Our initial hypothesis was that by increasing the proportion of chitosan, the antibacterial efficacy of the nCuO-CSs would also improve. However, the toxicity of the nCuO-CSs varied only slightly in conjunction with changes to the Cu:CS mass ratio. Statistically significant differences were identified between nCuO-CS_0.3 and nCuO-CS_3 for E. coli ATCC 25922 (24-h MBC), E. coli MG1655, P. aeruginosa (1-h MBC), and S. aureus (4-h MBC); and between nCuO-CS_1 and nCuO-CS_3 for E. coli MG1655 (1-h MBC). The commercial CuO NPs were initially substantially less toxic, with MBC values > 160 and > 6.5 mg Cu/L, after 1- and 4-h exposure, respectively (Table S3). After 24-h exposure, the toxicity of CuO NPs was ∼1.0–2.9 mg Cu/L. These CuO NPs were chosen for comparison since they lack surface modification, and the results obtained help illustrate the role of chitosan in the antibacterial efficacy of the nCuO-CSs. Still, the authors note that these NPs are produced for a wide array of applications and likely excel in various areas.

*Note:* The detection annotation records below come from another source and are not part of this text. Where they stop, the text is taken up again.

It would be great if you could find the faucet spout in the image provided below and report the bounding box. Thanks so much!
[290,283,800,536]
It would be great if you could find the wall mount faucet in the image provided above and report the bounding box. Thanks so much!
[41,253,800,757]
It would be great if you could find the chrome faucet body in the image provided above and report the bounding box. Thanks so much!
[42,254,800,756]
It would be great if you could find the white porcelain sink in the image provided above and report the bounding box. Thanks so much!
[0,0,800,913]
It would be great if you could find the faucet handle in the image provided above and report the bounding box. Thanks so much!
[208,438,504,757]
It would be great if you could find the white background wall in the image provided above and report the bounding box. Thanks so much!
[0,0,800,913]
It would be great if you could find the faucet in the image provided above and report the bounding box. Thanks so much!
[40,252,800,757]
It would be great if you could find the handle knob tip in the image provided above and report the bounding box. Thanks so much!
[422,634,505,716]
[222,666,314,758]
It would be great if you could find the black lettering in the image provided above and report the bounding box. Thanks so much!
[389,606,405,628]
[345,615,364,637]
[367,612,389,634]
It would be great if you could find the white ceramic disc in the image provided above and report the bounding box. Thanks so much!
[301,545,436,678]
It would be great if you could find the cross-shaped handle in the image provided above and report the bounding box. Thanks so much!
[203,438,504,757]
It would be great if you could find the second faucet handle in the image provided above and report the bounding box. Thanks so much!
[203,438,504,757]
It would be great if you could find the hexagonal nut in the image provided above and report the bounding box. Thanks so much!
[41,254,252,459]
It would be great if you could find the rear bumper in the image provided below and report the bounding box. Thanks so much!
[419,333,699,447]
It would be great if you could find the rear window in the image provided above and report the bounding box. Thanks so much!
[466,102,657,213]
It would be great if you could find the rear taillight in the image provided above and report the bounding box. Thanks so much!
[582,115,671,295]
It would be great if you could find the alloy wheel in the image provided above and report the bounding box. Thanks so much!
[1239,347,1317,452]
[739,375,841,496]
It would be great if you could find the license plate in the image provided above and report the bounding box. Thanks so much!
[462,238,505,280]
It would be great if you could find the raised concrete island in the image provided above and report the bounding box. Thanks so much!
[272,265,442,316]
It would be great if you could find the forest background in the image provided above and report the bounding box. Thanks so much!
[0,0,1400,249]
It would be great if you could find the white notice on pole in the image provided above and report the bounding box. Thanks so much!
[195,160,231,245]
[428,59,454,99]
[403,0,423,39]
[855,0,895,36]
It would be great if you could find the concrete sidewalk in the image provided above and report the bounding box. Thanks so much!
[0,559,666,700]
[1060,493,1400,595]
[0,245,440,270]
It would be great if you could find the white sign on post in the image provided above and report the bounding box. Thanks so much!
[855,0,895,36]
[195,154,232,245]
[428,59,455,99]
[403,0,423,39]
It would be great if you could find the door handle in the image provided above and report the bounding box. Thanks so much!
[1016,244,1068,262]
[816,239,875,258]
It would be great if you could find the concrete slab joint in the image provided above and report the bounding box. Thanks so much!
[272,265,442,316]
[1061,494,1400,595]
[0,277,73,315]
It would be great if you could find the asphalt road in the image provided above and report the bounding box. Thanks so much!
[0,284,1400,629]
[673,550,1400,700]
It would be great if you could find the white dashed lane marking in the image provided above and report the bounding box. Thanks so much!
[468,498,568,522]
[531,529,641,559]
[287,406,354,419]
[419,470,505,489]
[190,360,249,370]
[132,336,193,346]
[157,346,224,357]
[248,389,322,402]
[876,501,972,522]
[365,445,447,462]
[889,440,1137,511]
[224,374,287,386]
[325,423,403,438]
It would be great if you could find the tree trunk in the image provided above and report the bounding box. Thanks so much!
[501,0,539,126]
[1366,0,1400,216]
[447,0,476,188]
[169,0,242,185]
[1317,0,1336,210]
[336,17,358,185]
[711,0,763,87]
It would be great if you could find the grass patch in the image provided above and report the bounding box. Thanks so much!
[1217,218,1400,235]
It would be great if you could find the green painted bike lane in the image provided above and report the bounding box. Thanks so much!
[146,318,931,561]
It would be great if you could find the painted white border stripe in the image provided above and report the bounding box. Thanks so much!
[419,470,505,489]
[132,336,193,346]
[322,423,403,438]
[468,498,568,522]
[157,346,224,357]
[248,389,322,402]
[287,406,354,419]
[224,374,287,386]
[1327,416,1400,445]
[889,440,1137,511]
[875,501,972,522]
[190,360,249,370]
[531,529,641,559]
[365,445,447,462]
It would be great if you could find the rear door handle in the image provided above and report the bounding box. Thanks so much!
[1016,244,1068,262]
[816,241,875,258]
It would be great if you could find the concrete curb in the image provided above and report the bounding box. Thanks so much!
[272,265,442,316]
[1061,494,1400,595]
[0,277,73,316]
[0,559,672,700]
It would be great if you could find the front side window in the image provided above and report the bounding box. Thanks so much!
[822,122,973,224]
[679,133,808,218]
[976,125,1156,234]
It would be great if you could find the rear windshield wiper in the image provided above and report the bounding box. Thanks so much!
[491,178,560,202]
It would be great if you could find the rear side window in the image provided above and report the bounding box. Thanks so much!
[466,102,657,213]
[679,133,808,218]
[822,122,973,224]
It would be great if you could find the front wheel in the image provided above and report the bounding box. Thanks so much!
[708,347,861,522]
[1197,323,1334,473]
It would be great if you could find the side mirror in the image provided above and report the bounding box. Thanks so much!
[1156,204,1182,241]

During the first hour of exposure, the nCuO-CSs were less toxic than Cu2+ ions (∼15 and 8.0 mg Cu/L, respectively) against the Gram-positive S. aureus, while chitosan was toxic (250 mg/L) only after 24-h exposure. As characteristic of Gram-positive bacteria, S. aureus has a thick peptidoglycan cell wall (∼19 nm [53]), which may grant lower sensitivity against various toxicants. Yet interestingly, in 4 h, the toxicity of the nCuO-CSs toward S. aureus increased by two orders of magnitude, reaching levels comparable to those displayed against Gram-negative bacteria (4-h MBC ∼0.5 mg Cu/L). Similarly, after 24-h exposure, the nCuO-CSs were equally potent toward Gram-negative and Gram-positive bacteria, acting at ∼0.25 mg Cu/L MBC level. As the change in the amount of copper leached from the nCuO-CSs over the tested period was rather minor, such an increase in toxicity probably resulted from multiple factors. Recently, Liu et al. [7] described the antibacterial application of self-assembled Cu tannic acid NPs. They report a valence shift of copper (Cu2+ to Cu+) caused by tannic acid, which was found to drive the toxicity of the NPs against S. aureus. In the current study, the presence of Cu2O in addition to CuO might partially explain why the nCuO-CSs were uniformly toxic against all the tested bacteria. Indeed, the toxicity of Cu2O is well documented [[54], [55], [56], [57]]. The main difference between Gram-positive and Gram-negative bacteria was observed in respect to the antibacterial properties of chitosan (50–190 kDa), as it was less toxic to the Gram-positive S. aureus than the Gram-negative E. coli and P. aeruginosa (Table S3). The synergistic effect of chitosan and copper was most clearly demonstrated with E. coli MG1655 and P. aeruginosa after a 1-h exposure to the nCuO-CSs, as nCuO-CS_3 was about twice as toxic as nCuO-CS_0.3.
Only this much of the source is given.